1 files changed, 65 insertions, 22 deletions

diff --git a/lib/StaticAnalyzer/Checkers/BasicObjCFoundationChecks.cpp b/lib/StaticAnalyzer/Checkers/BasicObjCFoundationChecks.cpp
index e0c3962cb6..fba14a0fc4 100644
--- a/lib/StaticAnalyzer/Checkers/BasicObjCFoundationChecks.cpp
+++ b/lib/StaticAnalyzer/Checkers/BasicObjCFoundationChecks.cpp
@@ -759,38 +759,81 @@ static bool isKnownNonNilCollectionType(QualType T) {
   }
 }
 
-void ObjCLoopChecker::checkPostStmt(const ObjCForCollectionStmt *FCS,
-                                    CheckerContext &C) const {
-  ProgramStateRef State = C.getState();
-  
-  // Check if this is the branch for the end of the loop.
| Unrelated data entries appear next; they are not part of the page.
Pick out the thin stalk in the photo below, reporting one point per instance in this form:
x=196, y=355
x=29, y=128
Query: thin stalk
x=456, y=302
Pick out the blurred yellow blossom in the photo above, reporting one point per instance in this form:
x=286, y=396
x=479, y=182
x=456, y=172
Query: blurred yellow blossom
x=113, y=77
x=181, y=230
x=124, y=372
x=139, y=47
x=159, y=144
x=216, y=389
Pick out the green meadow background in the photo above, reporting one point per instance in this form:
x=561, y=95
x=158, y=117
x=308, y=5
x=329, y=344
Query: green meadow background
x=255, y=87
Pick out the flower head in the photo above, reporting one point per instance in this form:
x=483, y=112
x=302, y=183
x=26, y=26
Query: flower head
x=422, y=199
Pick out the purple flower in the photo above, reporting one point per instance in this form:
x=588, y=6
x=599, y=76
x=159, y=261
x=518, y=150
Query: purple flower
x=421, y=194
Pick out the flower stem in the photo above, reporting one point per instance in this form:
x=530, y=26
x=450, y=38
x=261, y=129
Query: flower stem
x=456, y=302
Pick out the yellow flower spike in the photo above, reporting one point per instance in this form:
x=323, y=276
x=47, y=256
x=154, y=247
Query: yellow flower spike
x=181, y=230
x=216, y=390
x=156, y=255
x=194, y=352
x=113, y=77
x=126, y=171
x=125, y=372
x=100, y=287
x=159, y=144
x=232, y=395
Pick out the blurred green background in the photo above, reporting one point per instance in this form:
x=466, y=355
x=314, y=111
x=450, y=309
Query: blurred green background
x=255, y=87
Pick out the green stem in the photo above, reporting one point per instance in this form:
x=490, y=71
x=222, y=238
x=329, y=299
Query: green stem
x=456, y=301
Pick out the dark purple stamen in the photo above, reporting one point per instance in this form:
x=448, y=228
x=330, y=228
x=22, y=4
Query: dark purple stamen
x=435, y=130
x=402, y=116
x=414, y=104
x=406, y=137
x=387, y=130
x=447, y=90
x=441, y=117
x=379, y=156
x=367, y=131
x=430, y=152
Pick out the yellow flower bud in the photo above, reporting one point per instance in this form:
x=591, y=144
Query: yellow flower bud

-  SVal CollectionSentinel = State->getSVal(FCS, C.getLocationContext());
-  if (CollectionSentinel.isZeroConstant())
-    return;
-  
+/// Assumes that the collection is non-nil.
+///
+/// If the collection is known to be nil, returns NULL to indicate an infeasible
+/// path.
+static ProgramStateRef checkCollectionNonNil(CheckerContext &C,
+                                             ProgramStateRef State,
+                                             const ObjCForCollectionStmt *FCS) {
+  if (!State)
+    return NULL;
+
+  SVal CollectionVal = C.getSVal(FCS->getCollection());
+  Optional<DefinedSVal> KnownCollection = CollectionVal.getAs<DefinedSVal>();
+  if (!KnownCollection)
+    return State;
+
+  ProgramStateRef StNonNil, StNil;
+  llvm::tie(StNonNil, StNil) = State->assume(*KnownCollection);
+  if (StNil && !StNonNil) {
+    // The collection is nil. This path is infeasible.
+    return NULL;
+  }
+
+  return StNonNil;
+}
+
+/// Assumes that the collection elements are non-nil.
+///
+/// This only applies if the collection is one of those known not to contain
+/// nil values.
+static ProgramStateRef checkElementNonNil(CheckerContext &C,
+                                          ProgramStateRef State,
+                                          const ObjCForCollectionStmt *FCS) {
+  if (!State)
+    return NULL;
+
   // See if the collection is one where we /know/ the elements are non-nil.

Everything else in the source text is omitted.